Namely, that the handler t2 is called with it! This means that the handler t2 should be some sort of function which leads us neatly onto the typing rules:

  Γ ⊢ t1 : Texn
Γ ⊢ raise t1 : T

This is similar to the error rule we saw previously in that raise t1 has any type T but it also states that the term passed to raise should be some predefined type Texn.
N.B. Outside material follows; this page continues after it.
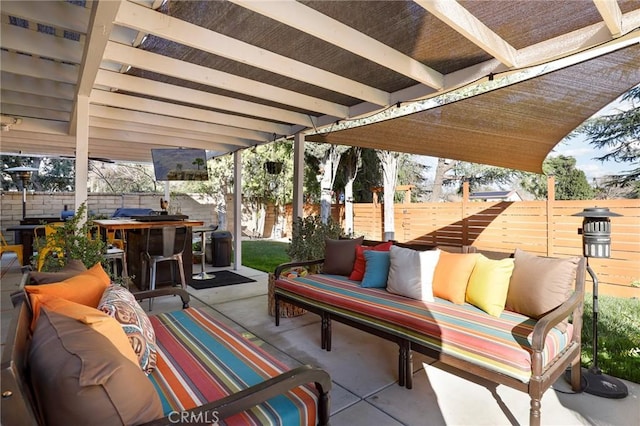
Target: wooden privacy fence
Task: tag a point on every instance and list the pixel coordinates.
(543, 227)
This may well be a Nat (e.g. if you want to use numeric error codes) or perhaps some Exception type but again this all seemed like a tease for subtyping.

Γ ⊢ t1 : T  Γ ⊢ t2 : Texn → T
   Γ ⊢ try t1 with t2 : T

Finally, we refined our typing rule for try such that the handler t2 must now be a function of the exception type Texn to the same T as the body t1.

With that, we were done with exceptions!

As we finished a little early, we had chance to discuss some of the topics raised by @tomstuart in his update about how this chapter demonstrates a programming language design decision and its knock-on effect on our type system.

We also remarked on the surprising existence of this very specific sign in the Geckoboard office:


As we had more time than usual, we took the time to reflect on both the meeting and TAPL in general:

  • We were all pleased to have made it this far into the book particularly as it feels like the end of an important first chunk of the material;
  • We were eager to continue to at least cover subtyping both after so much teasing in this chapter and because the dependency graph at the beginning of the book shows it to be critical to so many other topics;
  • We decided to not pause for an interstitial (as we had one recently) but for the next meeting to be about Chapter 15;
  • @mudge volunteered to organise the next meeting;
  • We discussed whether we'd need to split Chapter 15 into more than one meeting as it seems rather lengthy and dense and decided that a few people would research a sensible plan to be announced before the next meeting;
  • We discussed whether, from this point on, we should pay more attention to the aforementioned dependency graph in the book for choosing "interesting" chapters and then bailing on the book once we reach a consensus;
  • We acknowledged the ever-present issue of the club being difficult to join mid-book and decided this continued pressure should be part of our decision every book meeting whether to press on or switch to a new book.



Thanks to @leocassarani and Geckoboard for hosting and providing beverages (both soft and not), @tuzz for organising the meeting, all those that brought bread, snacks and dips and to @tomstuart for leading the meeting.